Luis Vega, a psychology professor at Cal State Bakersfield, said there’s research showing con artists use a variety of methods — “principles of likeability, authority, scarcity, reciprocity, commitment” — to lull people into a state of trust and “mental homeostasis.”
“Yes, hypnotism provides a simple explanation,” he said. “But science provides a fuller, more replicable process of how once conned, we humans use every possible rationalization available to justify our victimization.”
This is an important insight. Fraud victims feel violated, exposed, alone. Any explanation that makes such feelings easier to bear is like a life preserver for a drowning person.
That’s not to say people aren’t being hypnotized — in some cases maybe they really are.
More often than not, though, it’s perhaps more likely such folk are simply being hoodwinked.
“We want to trust people,” said Marissa Harrison, an associate psychology professor at Penn State Harrisburg. “We also have this tendency for consistency and commitment.”
She gave the example of buying a car. You may realize during the needlessly drawn-out negotiation process that you’re being manipulated by the salesperson. But you’ve already committed to the purchase, so you go along with it.
And then comes a sense of remorse that you weren’t in control of things.
“If we are taken advantage of, since we human beings like to be right, when we realize we have been duped, we feel a flurry of negative emotions,” Harrison said. “I am mad. I feel gullible. I am embarrassed.”
So what do we do with such emotions?
Not surprisingly, most of the psychologists said opening up and sharing with others is an effective way of coming to terms with victimization.
UCLA’s Castel said it’s very surprising that there aren’t readily available support groups for scam victims — safe, judgment-free spaces where people can tell their stories and see commonalities in the experiences of others.

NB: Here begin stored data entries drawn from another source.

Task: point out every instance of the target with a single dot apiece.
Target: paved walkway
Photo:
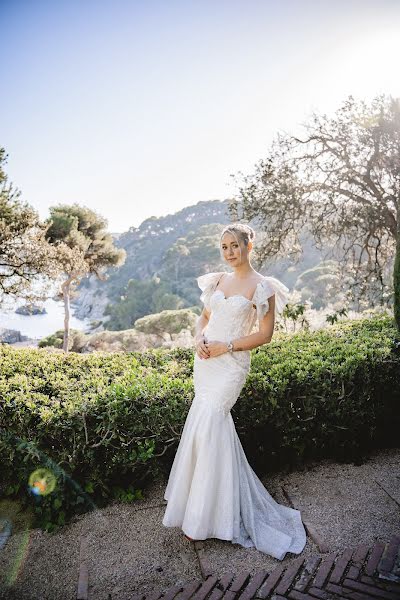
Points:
(359, 573)
(123, 551)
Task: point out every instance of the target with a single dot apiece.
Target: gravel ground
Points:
(129, 550)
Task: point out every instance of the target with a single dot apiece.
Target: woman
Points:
(212, 491)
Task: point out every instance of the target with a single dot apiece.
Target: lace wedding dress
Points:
(212, 490)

As we spoke, he said this is something he may now try to set up. “There’s a real need for something like this,” Castel observed.
Stacey Wood, a psychology professor at Scripps College, said scam victims should understand they’re not alone in their feelings, and that many other people have experienced exactly what they’re going through.
“Con artists are highly skilled individuals who employ complex psychological tactics to get victims on the hook and keep them there,” she said. “Anyone can truly be a victim of fraud.”
The Federal Trade Commission received nearly 2.2 million fraud reports from consumers last year, with imposter scams such as the ones detailed here the most common racket.
Fraud losses topped $3.3 billion last year — nearly twice the amount swindled a year before. The pandemic, as I’ve noted previously, has been a golden age for scams.
“My advice would be to acknowledge the emotional impact of the event, seek support from friends and family, and consider treatment if symptoms do not seem to be fading quickly,” Wood told me.
Because this is a problem that isn’t going away.